Cyber insurance feels like a sensible safety net. You pay the premium, something goes wrong, the insurer covers the damage. That's the deal or so most business owners assume.
Here's what's actually happening: nearly one in four cyber insurance claims globally are being denied. In some analyses of 2024 and 2025 data, that figure climbs above 40%. Businesses that paid their premiums on time, disclosed their details honestly, and genuinely believed they were covered are finding out after an attack that the payout isn't coming.
The reason, almost universally, isn't fine print trickery. It's this: the business didn't maintain the security controls the policy assumed they had.
Cyber insurance is not a replacement for cybersecurity. It's a contract that assumes you're running a basic security programme and can prove it. If you can't prove it when the claim lands on the underwriter's desk, the claim fails.

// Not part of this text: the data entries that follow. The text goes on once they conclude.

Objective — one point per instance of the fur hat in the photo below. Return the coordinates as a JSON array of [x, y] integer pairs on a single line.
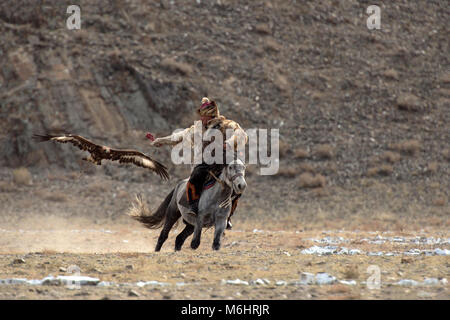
[[208, 108]]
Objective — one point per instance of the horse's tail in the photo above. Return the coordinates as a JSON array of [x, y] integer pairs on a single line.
[[140, 212]]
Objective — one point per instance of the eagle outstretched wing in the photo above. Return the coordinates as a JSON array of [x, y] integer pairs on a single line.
[[99, 153]]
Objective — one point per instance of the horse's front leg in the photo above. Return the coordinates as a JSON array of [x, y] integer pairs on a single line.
[[197, 232], [220, 225]]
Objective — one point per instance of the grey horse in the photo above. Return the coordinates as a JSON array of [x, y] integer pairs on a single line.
[[214, 208]]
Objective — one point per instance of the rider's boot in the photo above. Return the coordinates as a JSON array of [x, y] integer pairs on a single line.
[[193, 207]]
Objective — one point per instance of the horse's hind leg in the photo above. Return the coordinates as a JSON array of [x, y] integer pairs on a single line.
[[171, 218], [197, 232], [187, 231], [221, 223]]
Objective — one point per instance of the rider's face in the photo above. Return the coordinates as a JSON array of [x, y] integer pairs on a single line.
[[205, 120]]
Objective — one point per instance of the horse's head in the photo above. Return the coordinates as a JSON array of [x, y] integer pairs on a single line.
[[235, 176]]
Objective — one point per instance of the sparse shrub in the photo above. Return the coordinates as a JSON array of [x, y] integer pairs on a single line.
[[301, 153], [306, 167], [383, 170], [446, 154], [288, 172], [7, 187], [351, 272], [432, 167], [409, 147], [56, 197], [391, 74], [96, 188], [440, 201], [408, 102], [391, 157], [22, 176], [175, 66], [307, 180], [324, 151], [284, 148]]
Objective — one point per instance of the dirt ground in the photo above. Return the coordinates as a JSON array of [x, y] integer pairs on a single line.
[[64, 220], [122, 255], [364, 153]]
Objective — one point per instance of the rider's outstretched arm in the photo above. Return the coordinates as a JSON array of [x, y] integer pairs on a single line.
[[174, 138], [239, 137]]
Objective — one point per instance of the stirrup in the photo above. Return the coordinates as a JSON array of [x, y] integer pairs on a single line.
[[193, 207]]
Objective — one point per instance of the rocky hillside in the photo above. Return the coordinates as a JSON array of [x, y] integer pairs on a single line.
[[354, 106]]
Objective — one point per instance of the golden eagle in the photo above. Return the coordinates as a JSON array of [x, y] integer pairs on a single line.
[[99, 153]]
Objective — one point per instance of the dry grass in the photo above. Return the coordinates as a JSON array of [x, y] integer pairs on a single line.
[[307, 180], [409, 147], [324, 151], [22, 176], [383, 170]]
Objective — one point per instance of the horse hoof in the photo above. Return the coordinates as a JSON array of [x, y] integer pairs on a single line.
[[194, 245]]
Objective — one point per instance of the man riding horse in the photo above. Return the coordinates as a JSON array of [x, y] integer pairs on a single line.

For NZ businesses, this matters more than ever. The Privacy Act 2020 has raised the legal cost of a data breach. The NCSC recorded $26.9 million in direct financial losses across NZ cybercrime in 2024/25. And underwriters - the people who actually price and approve your policy - have gotten significantly smarter about what they're buying when they insure your business.

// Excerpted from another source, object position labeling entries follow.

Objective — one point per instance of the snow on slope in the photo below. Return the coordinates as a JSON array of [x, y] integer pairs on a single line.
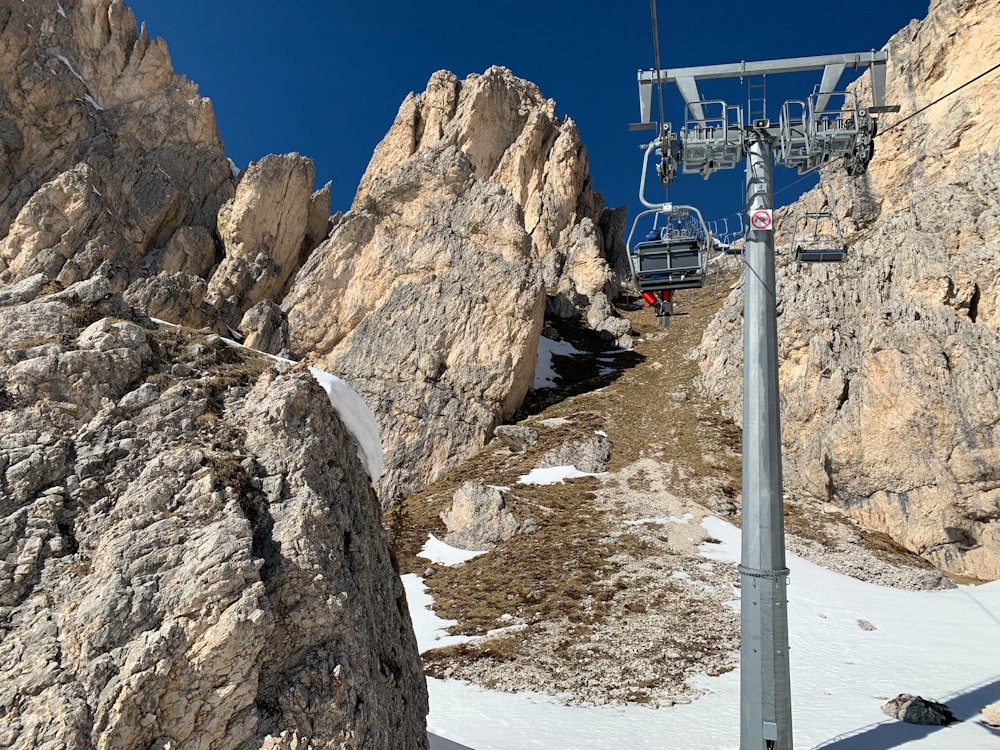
[[943, 645]]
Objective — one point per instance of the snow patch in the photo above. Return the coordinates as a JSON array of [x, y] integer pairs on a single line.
[[444, 554], [552, 475], [431, 630], [350, 407]]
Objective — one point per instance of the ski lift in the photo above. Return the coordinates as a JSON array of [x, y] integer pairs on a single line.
[[817, 237], [814, 242], [674, 254]]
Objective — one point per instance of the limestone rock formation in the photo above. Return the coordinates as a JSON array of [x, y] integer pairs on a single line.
[[890, 362], [478, 518], [95, 123], [266, 229], [428, 296], [512, 138], [191, 551]]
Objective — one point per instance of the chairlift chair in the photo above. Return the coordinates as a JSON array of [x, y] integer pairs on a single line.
[[813, 242], [674, 254]]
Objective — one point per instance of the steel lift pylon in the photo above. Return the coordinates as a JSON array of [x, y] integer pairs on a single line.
[[810, 133]]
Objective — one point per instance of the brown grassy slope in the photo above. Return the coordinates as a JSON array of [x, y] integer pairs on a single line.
[[603, 609]]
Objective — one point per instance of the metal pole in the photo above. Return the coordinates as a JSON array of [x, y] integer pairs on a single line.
[[765, 688]]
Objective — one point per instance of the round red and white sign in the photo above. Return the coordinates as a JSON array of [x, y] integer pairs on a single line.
[[761, 219]]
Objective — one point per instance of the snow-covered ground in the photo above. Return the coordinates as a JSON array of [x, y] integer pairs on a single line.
[[943, 645]]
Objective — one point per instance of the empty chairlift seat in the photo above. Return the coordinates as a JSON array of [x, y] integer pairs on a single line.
[[669, 262], [818, 239]]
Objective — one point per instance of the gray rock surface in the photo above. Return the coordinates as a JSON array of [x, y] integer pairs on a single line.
[[97, 134], [590, 454], [916, 710], [478, 518], [265, 230], [191, 552], [428, 296], [516, 437]]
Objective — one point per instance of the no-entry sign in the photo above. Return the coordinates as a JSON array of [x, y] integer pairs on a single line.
[[761, 219]]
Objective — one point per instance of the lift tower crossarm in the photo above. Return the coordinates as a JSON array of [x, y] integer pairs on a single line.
[[831, 65]]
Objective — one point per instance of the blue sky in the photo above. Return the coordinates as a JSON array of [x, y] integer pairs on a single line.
[[326, 77]]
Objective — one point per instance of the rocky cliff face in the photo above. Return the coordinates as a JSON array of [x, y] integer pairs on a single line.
[[890, 362], [429, 294], [105, 152], [192, 553]]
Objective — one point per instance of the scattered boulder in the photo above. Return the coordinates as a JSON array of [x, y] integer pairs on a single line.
[[516, 437], [264, 328], [173, 297], [916, 710], [478, 518], [591, 455]]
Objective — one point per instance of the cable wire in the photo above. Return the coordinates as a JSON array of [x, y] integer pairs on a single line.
[[656, 57], [939, 99], [880, 133]]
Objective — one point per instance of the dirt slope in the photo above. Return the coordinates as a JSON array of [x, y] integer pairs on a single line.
[[609, 601]]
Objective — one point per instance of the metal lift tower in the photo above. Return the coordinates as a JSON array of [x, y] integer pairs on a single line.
[[810, 133]]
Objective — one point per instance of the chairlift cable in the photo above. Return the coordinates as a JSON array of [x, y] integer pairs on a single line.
[[939, 99], [656, 58], [792, 184], [659, 81]]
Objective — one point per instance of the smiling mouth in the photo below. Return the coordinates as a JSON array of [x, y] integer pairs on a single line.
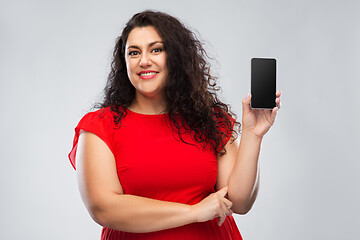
[[147, 74]]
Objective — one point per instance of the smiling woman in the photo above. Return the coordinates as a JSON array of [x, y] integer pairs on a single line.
[[146, 66], [159, 159]]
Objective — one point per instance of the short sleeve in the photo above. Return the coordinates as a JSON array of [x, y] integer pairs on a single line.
[[101, 123]]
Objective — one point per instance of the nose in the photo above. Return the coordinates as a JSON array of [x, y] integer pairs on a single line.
[[145, 60]]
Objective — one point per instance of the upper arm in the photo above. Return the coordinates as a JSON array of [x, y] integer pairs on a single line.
[[96, 171], [226, 164]]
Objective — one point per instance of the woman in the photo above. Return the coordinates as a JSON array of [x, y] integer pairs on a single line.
[[156, 160]]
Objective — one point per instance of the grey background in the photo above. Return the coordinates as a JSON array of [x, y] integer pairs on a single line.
[[54, 59]]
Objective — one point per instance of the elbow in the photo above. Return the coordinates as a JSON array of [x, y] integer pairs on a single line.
[[98, 214], [242, 209]]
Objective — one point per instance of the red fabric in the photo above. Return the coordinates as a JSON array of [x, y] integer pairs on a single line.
[[152, 162]]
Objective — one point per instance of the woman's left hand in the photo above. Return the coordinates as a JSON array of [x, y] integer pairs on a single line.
[[258, 121]]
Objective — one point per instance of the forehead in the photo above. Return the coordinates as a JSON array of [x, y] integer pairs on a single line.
[[140, 36]]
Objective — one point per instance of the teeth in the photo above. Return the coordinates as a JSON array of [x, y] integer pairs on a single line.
[[148, 74]]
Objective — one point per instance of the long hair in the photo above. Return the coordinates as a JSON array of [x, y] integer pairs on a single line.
[[190, 91]]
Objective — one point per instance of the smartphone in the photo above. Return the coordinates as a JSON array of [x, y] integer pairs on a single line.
[[263, 83]]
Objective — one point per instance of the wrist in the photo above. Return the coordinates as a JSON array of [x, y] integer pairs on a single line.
[[192, 213]]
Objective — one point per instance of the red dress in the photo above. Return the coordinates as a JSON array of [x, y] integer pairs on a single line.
[[152, 162]]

This post covers exactly what that security baseline looks like, why each control matters, and how to know whether your business actually has it - or just thinks it does.

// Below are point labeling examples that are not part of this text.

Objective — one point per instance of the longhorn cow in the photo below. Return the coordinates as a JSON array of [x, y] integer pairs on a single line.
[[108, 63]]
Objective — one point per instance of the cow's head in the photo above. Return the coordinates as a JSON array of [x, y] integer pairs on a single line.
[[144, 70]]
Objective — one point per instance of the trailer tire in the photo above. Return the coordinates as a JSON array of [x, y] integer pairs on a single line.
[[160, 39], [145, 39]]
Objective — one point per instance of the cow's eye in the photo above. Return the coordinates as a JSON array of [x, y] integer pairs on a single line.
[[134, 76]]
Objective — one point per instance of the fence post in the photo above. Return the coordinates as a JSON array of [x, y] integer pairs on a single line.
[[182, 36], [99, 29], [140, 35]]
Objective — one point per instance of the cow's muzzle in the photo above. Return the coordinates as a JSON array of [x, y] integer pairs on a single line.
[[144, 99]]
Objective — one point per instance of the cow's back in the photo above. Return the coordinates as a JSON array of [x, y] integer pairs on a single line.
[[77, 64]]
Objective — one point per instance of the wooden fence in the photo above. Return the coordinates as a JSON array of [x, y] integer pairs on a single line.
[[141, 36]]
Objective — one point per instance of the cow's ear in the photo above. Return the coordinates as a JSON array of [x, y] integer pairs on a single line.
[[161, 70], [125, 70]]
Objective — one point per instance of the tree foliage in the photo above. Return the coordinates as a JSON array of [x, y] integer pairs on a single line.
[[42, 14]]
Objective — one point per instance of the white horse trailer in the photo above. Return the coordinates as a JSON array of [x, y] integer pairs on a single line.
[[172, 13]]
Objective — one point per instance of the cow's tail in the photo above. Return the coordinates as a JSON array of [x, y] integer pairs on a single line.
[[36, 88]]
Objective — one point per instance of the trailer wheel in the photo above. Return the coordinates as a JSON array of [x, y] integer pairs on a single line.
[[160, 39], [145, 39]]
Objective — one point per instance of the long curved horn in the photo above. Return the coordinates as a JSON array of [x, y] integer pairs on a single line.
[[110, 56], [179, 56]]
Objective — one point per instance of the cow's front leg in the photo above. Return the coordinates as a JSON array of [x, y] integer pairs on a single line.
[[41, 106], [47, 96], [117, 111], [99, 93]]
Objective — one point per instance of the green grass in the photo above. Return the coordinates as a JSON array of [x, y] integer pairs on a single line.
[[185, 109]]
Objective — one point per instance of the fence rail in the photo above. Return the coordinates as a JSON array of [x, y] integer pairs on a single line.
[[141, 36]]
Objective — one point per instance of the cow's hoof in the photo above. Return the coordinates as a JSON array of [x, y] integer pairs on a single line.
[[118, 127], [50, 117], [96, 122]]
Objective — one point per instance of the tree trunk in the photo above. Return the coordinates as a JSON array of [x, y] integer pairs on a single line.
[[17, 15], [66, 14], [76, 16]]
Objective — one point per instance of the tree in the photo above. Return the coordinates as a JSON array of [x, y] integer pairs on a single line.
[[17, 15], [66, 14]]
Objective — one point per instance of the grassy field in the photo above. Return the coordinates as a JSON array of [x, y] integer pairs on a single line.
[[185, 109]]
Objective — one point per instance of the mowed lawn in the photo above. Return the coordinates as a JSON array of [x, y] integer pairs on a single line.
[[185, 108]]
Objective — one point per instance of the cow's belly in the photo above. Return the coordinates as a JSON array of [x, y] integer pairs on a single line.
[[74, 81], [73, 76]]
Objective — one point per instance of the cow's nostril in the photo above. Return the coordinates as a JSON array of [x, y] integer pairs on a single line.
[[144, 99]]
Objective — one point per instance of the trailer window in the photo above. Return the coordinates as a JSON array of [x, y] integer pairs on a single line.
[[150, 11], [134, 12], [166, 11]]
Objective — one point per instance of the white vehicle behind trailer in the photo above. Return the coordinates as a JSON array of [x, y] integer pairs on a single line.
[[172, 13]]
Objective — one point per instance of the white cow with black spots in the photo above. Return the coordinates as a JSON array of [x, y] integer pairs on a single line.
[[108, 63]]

To understand what the baseline needs to look like, it helps to understand what changed.
A few years ago, cyber insurance was relatively accessible. Application forms were short. Questions were general. Underwriters had limited ability to verify what businesses were actually running. Premiums were modest and claims were largely paid.
Then the losses started mounting. Ransomware attacks became more frequent, more damaging, and more expensive to remediate. Insurers started paying out significantly more than they'd modelled. The response was predictable: tighten the underwriting standards, raise the evidence bar, and enforce the policy conditions more rigorously at claims time.
The result is the environment NZ businesses are operating in now. Underwriters are no longer asking whether you have security controls. They're asking whether those controls are working, documented, and maintained. And they have increasing capability to verify what you've told them - including through post-breach forensic investigation that will reveal exactly what your environment looked like before the attack.
The shift, as NSP's Chief Information Security Officer Geordie Stewart described it at the IBANZ webinar in April 2026: "Having a control isn't the same as having an effective control. That's the most common reason cyber claims fail."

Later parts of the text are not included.